ZONG
- Industry: Telecommunications Mobile communications Payments
- Founded: 2008; 18 years ago
- Headquarters: Menlo Park, California, United States
- Products: Electronic payments Mobile Payments
- Owner: eBay
- Number of employees: 80
- Website: zong.com

= Zong (payments provider) =

American micropayments provider

Zong was a mobile payment company that allowed users to make micropayments on the Internet if they have a postpaid mobile phone. The payments were charged to their mobile phone bills by the mobile operator. The company was acquired by eBay in 2011 and disappeared in 2015.

Zong payments were only accepted by online games and social networks, and the service can be used to purchase virtual goods[]. Zong was awarded the 2009 Frost & Sullivan Best Practices Award for New Product Innovation in the Mobile Payments category. In May 2015, Zong disappeared from the web without any public declaration. The website now simply redirects to PayPal.

== History ==
Zong appeared in 2008, as a new mobile payment solution in the USA, an offshoot of Echovox that allowed users to pay for items online directly through their mobile phone bills. This was made to boost the business development of this disruptive application.

In 2011 the former CEO of mobile payments technology developer Zong, David Marcus sold Zong to PayPal as he become the new president there.

In May 2015, Zong disappeared from the web without any public declaration.

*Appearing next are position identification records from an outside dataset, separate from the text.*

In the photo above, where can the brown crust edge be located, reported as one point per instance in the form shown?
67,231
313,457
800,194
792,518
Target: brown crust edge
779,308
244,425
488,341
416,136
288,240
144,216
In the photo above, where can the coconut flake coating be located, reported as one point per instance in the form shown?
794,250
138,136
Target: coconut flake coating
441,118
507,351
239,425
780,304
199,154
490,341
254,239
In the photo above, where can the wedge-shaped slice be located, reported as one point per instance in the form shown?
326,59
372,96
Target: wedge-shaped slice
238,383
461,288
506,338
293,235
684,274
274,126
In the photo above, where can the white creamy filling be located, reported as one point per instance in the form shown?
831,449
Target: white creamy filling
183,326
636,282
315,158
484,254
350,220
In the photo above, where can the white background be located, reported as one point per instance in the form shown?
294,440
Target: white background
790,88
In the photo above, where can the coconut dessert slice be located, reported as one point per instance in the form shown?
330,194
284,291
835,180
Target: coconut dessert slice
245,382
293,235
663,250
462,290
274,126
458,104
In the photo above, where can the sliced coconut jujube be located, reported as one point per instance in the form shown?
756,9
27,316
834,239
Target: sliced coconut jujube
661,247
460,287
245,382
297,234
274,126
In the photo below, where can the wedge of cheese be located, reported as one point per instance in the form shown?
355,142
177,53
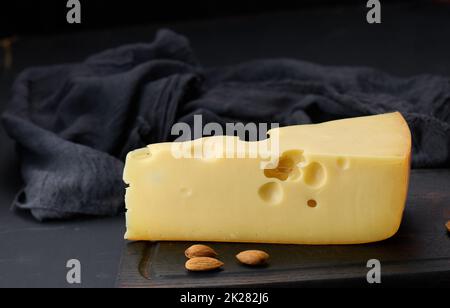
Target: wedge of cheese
339,182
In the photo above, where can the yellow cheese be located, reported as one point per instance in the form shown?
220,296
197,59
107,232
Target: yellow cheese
339,182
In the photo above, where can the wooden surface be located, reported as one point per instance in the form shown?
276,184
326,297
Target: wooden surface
419,254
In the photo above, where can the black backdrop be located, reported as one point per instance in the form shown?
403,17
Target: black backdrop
49,16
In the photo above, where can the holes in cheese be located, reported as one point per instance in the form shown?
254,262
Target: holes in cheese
271,193
314,175
339,182
287,166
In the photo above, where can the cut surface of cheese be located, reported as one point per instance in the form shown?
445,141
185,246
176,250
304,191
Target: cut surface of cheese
338,182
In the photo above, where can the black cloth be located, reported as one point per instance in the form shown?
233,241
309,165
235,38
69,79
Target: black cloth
75,123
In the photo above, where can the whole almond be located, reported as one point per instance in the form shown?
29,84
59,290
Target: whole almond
200,251
253,257
201,264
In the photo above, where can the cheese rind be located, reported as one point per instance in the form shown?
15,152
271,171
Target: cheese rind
339,182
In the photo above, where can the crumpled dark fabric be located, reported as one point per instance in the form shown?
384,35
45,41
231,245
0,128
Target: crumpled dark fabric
75,123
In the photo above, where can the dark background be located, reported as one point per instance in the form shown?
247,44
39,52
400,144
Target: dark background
414,38
37,17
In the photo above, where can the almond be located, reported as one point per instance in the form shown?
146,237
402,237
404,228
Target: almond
201,264
200,251
253,257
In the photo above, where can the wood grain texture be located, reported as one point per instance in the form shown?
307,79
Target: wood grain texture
419,254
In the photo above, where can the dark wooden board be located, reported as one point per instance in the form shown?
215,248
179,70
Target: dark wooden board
419,254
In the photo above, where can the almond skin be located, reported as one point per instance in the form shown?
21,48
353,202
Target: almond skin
202,264
200,251
253,257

== Services and Partnerships ==
Zong focused on social networks and online games. They were useful to people who did not have a credit card and those who wanted to make small purchases online. Zong allowed them to pay with their mobile terminal and the amount was then debited by the mobile operator.

The partnership of Zong with mobile operators allowed them to charge customers using short numbers. On March 12, 2009, Zong announced to stop short messaging services and target its mobile payment system. Zong published an application programming interface to allow developers to sell and publish content to mobile customers worldwide.